The one thing I will not, alas, be able to do is complete this week's diary.
It's partially written, and all the research is done, but between overtime at work so I could take yesterday off, packing, and two panels last night, there simply wasn't time. And since I am but an ordinary human, not a Time Lady who can hop into a TARDIS and laugh at how wibbly-wobbly and timey-wimey this all is, I will have to beg everyone's indulgence and promise that yes, next week you will learn all about William LeQueux, an Edwardian writer who who was pretty much the equivalent of the bastard lovechild of Perez Hilton and Dominick Dunne.

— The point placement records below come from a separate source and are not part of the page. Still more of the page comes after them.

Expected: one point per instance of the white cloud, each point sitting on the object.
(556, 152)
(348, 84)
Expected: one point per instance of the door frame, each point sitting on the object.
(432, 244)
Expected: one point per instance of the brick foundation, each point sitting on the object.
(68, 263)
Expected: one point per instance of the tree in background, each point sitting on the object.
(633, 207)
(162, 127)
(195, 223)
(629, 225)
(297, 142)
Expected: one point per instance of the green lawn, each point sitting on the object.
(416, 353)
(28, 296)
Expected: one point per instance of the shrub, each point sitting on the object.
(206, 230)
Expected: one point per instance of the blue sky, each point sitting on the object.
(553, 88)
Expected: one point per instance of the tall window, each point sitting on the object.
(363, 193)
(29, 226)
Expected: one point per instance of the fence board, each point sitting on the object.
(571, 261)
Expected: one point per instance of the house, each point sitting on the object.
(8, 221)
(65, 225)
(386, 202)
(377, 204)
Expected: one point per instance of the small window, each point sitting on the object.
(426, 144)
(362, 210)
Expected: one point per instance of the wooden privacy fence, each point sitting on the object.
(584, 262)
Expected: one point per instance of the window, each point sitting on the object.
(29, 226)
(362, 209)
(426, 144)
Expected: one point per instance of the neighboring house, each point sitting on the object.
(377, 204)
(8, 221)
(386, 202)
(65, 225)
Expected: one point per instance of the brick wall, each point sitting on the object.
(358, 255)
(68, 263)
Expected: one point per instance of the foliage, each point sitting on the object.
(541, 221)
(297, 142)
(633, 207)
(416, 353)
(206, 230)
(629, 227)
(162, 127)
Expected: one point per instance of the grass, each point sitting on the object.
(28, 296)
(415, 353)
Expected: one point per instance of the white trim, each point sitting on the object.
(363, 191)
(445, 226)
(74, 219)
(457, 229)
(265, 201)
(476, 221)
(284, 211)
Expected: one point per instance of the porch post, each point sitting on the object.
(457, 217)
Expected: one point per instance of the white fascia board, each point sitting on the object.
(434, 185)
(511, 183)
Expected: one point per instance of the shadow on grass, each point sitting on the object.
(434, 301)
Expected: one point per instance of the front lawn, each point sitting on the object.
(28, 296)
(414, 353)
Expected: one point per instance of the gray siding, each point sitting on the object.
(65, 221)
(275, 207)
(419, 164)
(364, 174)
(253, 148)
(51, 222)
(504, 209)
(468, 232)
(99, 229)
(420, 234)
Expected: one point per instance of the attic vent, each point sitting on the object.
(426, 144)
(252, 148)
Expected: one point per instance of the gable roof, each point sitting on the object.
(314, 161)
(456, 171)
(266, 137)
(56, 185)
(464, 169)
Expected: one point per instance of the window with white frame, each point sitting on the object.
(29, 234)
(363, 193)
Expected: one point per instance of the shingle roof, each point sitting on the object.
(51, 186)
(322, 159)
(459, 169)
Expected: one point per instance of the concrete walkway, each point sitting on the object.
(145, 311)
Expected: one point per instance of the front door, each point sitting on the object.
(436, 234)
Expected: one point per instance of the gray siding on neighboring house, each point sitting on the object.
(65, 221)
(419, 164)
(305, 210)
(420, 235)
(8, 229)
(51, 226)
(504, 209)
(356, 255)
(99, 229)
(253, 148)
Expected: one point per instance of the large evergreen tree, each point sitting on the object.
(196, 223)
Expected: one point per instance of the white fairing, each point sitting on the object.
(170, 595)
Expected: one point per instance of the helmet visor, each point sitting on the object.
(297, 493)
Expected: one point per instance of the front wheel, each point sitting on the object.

However, since you are all loyal, and faithful, I am hereby reprinting a diary about the early days of that august institution, the Smith College Science Fiction and Fantasy Society. So unless you really, really, really love sugary confections that have been shaped and flavored to look like Easter chickies and will leap through the ether to strangle me for my disdain of these alleged candies, go beneath the Kos Level 0.1 Kaiju to read about:
THE SILENCE OF THE PEEPS
The occasion was my sophomore roommate's Annual Ecumenical Seder and Easter Egg Hunt, and if that sounds a bit, well, syncretic, remember, we're talking 1981, when ecumenism was considered a good thing. This august event, which ran for the four years we were at Smith, usually took place at a dormitory that offered kitchen access to students and was an alternative both to the usual dining room fare and the regimented seders at Hillel. We'd all gather, Jew and Gentile alike, cook a simple dinner, work our way through the old Maxwell House Coffee haggadot, and generally enjoy ourselves. Most of the food was purchased at a grocery very near campus and was of surprisingly high quality.

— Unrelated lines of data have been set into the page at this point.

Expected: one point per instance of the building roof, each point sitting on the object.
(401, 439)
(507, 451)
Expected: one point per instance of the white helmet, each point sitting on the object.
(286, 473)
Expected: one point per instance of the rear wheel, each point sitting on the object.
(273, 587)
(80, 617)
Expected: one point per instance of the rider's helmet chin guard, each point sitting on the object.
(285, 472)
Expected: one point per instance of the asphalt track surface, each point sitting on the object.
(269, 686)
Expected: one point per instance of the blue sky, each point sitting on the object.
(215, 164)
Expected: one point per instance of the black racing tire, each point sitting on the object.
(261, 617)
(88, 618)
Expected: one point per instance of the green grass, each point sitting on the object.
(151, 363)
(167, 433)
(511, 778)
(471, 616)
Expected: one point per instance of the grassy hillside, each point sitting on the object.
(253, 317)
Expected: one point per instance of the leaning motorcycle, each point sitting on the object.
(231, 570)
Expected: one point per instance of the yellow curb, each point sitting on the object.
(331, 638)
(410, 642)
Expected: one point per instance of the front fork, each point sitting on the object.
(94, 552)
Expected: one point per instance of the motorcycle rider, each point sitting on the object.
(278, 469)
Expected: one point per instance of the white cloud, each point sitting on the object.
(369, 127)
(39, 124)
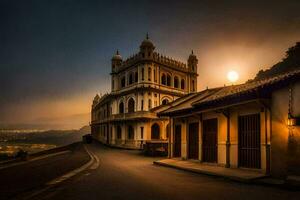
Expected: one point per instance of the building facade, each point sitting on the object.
(125, 117)
(245, 126)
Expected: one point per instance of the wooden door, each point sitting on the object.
(193, 141)
(210, 141)
(177, 141)
(249, 141)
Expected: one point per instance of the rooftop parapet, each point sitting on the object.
(157, 58)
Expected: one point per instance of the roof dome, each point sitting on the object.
(192, 55)
(147, 43)
(117, 56)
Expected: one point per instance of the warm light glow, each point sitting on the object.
(232, 76)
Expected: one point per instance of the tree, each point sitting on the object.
(289, 63)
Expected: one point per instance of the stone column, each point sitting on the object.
(171, 138)
(200, 137)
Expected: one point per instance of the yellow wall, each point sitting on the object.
(284, 162)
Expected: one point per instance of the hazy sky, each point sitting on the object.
(55, 54)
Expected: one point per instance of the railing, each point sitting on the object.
(127, 116)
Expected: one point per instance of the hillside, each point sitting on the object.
(290, 62)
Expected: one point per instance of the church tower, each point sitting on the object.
(147, 48)
(116, 62)
(192, 68)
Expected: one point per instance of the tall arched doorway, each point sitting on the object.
(155, 132)
(131, 105)
(119, 132)
(130, 132)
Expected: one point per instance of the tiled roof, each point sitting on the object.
(247, 87)
(186, 103)
(218, 94)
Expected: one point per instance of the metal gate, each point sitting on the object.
(177, 141)
(249, 141)
(210, 140)
(193, 150)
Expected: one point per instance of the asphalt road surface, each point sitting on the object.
(125, 174)
(25, 178)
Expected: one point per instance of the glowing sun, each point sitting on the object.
(232, 76)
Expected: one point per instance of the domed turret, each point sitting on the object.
(147, 43)
(117, 56)
(116, 61)
(96, 99)
(192, 62)
(147, 48)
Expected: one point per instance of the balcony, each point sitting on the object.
(127, 116)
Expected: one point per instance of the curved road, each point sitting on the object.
(125, 174)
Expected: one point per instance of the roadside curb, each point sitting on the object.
(17, 163)
(198, 171)
(75, 171)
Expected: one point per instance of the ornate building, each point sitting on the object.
(125, 117)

The same cannot be said of the wine. Not only were we college students, which meant that spending money was limited, none of us knew much more about wine than could be gleaned from the famous “Lucy and Ethel stomp grapes” episode of I Love Lucy. My old roomie knew enough to react with utter horror to the idea of Manischewitz Concord Grape or a similar sweet Passover wine, but that was about it. This is why we usually went with a cheap, harsh, terrible white for the drinkers, Welch's grape juice for the teetotalers, and actual grapes in the charoseth rather than subject ourselves to yet more of something that was as close to "vintage" as a case of Valvoline.
1981 was something of an exception. Our usual site hostess, Francesca, was spending her junior year abroad, meaning that we could not use her dormitory's spacious, fully equipped kitchen and had to use Old Roomie's very average single room. Worse, we had an unusual number of guests that year, meaning more food to be cooked and purchased, more haggadot to be sent to Roomie from her family home in East Stripmine, Pennsylvania, and more wine to be obtained through quasi-legal means at the local packy. Despite this, all seemed well on that rainy March night when Old Roomie plugged in three hot plates, laid out a dozen cushions on the floor of her room, and poured ten plastic cups of wine.
Did I mention that we lived in a 150 year old converted boarding house? With wiring that had been installed somewhat before Calvin Coolidge's tenure as mayor of Northampton?
We shouldn't have been surprised when a fuse blew almost as soon as Old Roomie began cooking, but the rest of our housemates most assuredly were. They were even less pleased when another fuse blew soon after the first one was fixed, especially when they found nearly a dozen people babbling about their D&D campaign and the latest issue of X-Men, guzzling Riunite's finest, and waiting for the food to be cooked. Our Head Resident may have spoken to Old Roomie – I wasn't drunk, but I was doing my best to be inconspicuous, coward that I am – but somehow, some way, the electricity came back on, the food was prepared, and guests finally had somehow to absorb the alcohol sloshing about their digestive tracts.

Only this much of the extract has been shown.